Novembre 2002
PARIS, C’EST UNE BLONDE… QUI PLAÎT À TOUT LE MONDE… mais non tu ne me plais pas… tais-toi donc… t’es pas un peu folle… LE NEZ RETROUSSÉ, L’AIR MOQUEUR… Tu nous saoules avec ton nez et tes cheveux…
LES YEUX TOU-JOURS RI-EURS !
Jean-Luc se donna quelques secondes pour reprendre ses esprits éparpillés sur le couvre-lit. La voix de la chanteuse sort de mon radio-réveil, pensa-t-il. Il est quatre heures du matin.

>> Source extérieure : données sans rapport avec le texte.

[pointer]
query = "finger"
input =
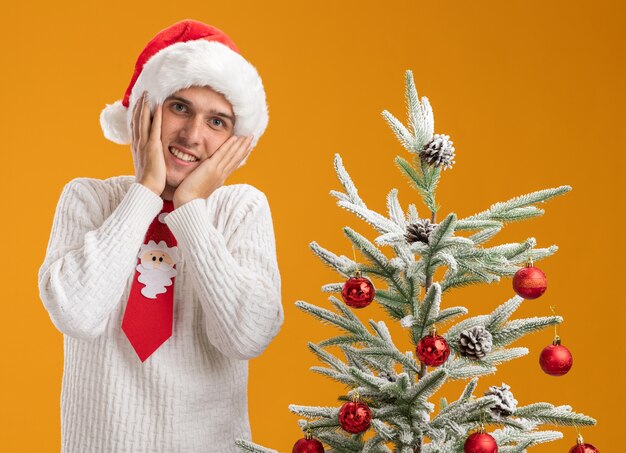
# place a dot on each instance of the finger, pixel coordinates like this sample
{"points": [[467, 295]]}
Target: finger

Et Jean-Luc se souvint qu’on était dimanche, celui où il fallait y aller, dents serrées, fesses itou, droit dans le mur. Il éteignit le radio-réveil. Sûr que Noah et Farid étaient venus le piéger. Ils avaient choisi une station abonnée à la nostalgie, réglé le volume à fond. S’ils voulaient lui faire oublier sa peur, c’était raté. Jean-Luc avait mal au ventre.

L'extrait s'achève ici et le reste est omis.